I’m running a query on a table with 7.5 crore rows, and the query is running in 800ms.
while I’m trying to run the query twice parallel, each query taking around 1600ms.

why this is happening? and what is the optimal number of such queries we can run in a span of 1 hour?

Thank you.

zmeidav · August 9, 2019, 11:56am

I believe it depends on how many leaves/partitions your query is running.
Your query is probably utilising all cores in your cluster, so I assume running both at the same time could result resource sharing.

Another option is that your storage is saturated. Are you using SSD/HDD for the column store?

From my experience, if you can design your table and queries to hit specific partitions by their shard keys, you should be able to run more in parallel, until one of the resources is saturated(disk, cpu, network).

jack · August 16, 2019, 10:33pm

Agree with zmeidav. When only one query is running, MemSQL will use all CPUs to execute it as quickly as possible - MemSQL can parallelize your individual query across all cores. (CPU is the most common resource that becomes fully utilized and therefore the bottleneck, but the same logic applies to e.g. disk i/o). When you run two queries at the same time, they have to share the resources. So the throughput of your queries will be constrained by how much CPU you have available. Each query takes 800 ms. so in an hour you would expect to be able to run 4500.

If this is too slow, try examining the query profiling information SingleStoreDB Cloud · SingleStore Documentation to see how it might be optimized.

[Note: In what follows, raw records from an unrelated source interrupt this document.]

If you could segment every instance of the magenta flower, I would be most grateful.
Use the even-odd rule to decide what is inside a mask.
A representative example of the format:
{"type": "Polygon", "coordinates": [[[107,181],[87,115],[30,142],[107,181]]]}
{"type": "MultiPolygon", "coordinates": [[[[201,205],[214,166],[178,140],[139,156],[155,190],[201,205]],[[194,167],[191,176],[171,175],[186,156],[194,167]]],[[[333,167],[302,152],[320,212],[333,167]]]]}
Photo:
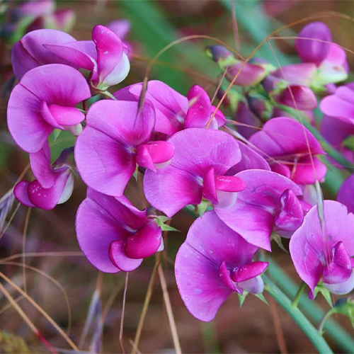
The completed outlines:
{"type": "Polygon", "coordinates": [[[18,80],[31,69],[41,65],[69,64],[43,45],[60,45],[74,41],[74,37],[56,30],[38,30],[27,33],[15,43],[11,52],[12,67],[18,80]]]}
{"type": "Polygon", "coordinates": [[[338,191],[337,200],[344,204],[349,212],[354,213],[354,175],[343,183],[338,191]]]}
{"type": "Polygon", "coordinates": [[[354,288],[354,215],[345,205],[324,202],[321,226],[317,207],[306,215],[304,224],[290,239],[290,255],[299,276],[310,288],[309,297],[319,282],[334,294],[354,288]]]}
{"type": "MultiPolygon", "coordinates": [[[[353,122],[354,122],[354,120],[353,122]]],[[[350,135],[354,135],[354,124],[350,120],[336,118],[325,115],[321,122],[320,131],[322,136],[326,138],[331,145],[341,152],[347,160],[354,162],[354,152],[345,146],[346,139],[350,137],[350,135]]],[[[338,169],[343,168],[342,165],[331,156],[327,158],[338,169]]]]}
{"type": "Polygon", "coordinates": [[[154,109],[147,101],[139,110],[137,102],[127,101],[92,105],[75,147],[75,161],[85,183],[120,197],[137,164],[152,171],[164,166],[173,156],[173,147],[149,141],[154,124],[154,109]]]}
{"type": "Polygon", "coordinates": [[[79,134],[85,115],[75,106],[90,97],[85,78],[74,68],[52,64],[33,69],[8,101],[7,123],[12,137],[23,150],[37,152],[55,129],[79,134]]]}
{"type": "Polygon", "coordinates": [[[324,154],[321,144],[306,127],[293,119],[277,118],[269,120],[261,131],[251,137],[249,142],[258,152],[268,158],[273,171],[296,183],[313,184],[316,180],[322,181],[326,175],[326,165],[316,156],[324,154]]]}
{"type": "Polygon", "coordinates": [[[17,183],[13,190],[16,198],[28,207],[45,210],[65,202],[70,198],[74,187],[70,166],[66,162],[68,154],[72,152],[73,149],[64,150],[52,164],[50,164],[47,143],[38,152],[30,154],[30,165],[36,179],[17,183]]]}
{"type": "Polygon", "coordinates": [[[319,104],[326,115],[354,124],[354,84],[338,87],[333,95],[325,97],[319,104]]]}
{"type": "Polygon", "coordinates": [[[232,205],[236,192],[245,188],[238,177],[227,171],[241,160],[236,139],[219,130],[190,128],[173,135],[171,164],[154,172],[147,171],[144,191],[150,204],[171,217],[188,204],[205,198],[214,205],[232,205]]]}
{"type": "Polygon", "coordinates": [[[268,263],[252,261],[257,249],[227,227],[215,212],[197,219],[175,263],[177,286],[188,311],[209,321],[232,293],[261,293],[261,274],[268,263]]]}
{"type": "Polygon", "coordinates": [[[128,56],[131,55],[133,45],[125,40],[125,37],[130,31],[130,21],[125,19],[114,20],[107,23],[105,27],[113,31],[123,41],[124,45],[129,49],[128,56]]]}
{"type": "Polygon", "coordinates": [[[45,45],[45,47],[74,67],[91,72],[92,85],[100,91],[122,82],[130,67],[128,50],[111,30],[97,25],[92,30],[92,41],[45,45]]]}
{"type": "MultiPolygon", "coordinates": [[[[135,84],[116,92],[118,100],[139,101],[142,84],[135,84]]],[[[212,105],[207,92],[200,86],[190,88],[187,98],[178,93],[162,81],[148,82],[146,98],[154,105],[156,121],[154,130],[170,137],[190,127],[205,127],[215,107],[212,105]]],[[[217,129],[225,124],[222,112],[215,113],[210,125],[217,129]]]]}
{"type": "MultiPolygon", "coordinates": [[[[290,237],[302,224],[303,205],[297,196],[301,188],[289,178],[270,171],[246,170],[235,175],[246,183],[230,207],[215,206],[217,216],[246,241],[270,251],[270,236],[275,232],[290,237]]],[[[148,198],[149,199],[149,198],[148,198]]]]}
{"type": "Polygon", "coordinates": [[[87,259],[105,273],[129,272],[163,246],[161,231],[124,196],[87,190],[76,214],[76,236],[87,259]]]}
{"type": "Polygon", "coordinates": [[[301,64],[286,65],[273,74],[293,84],[323,91],[326,86],[346,80],[348,63],[346,52],[335,43],[327,25],[312,22],[302,28],[295,41],[301,64]]]}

mbhojani · August 19, 2019, 10:41pm

@jilani.m - Another thing you can try is to tweak the ratio of cores to partitions. Our default is 1:1 mapping of number of cores to number of partitions in a database. However, for high concurrency workloads, it may make sense to change the ratio of cores:partition to 2:1 or 4:1 so that you have multiple cores available per partition and execute multiple queries at the same time.

Note: this may have a negative performance impact on things like ingestion via pipelines. But if that’s not a big concern, then this method can work.

You can choose the number of partitions during database creation like this:

CREATE DATABASE test PARTITIONS 16;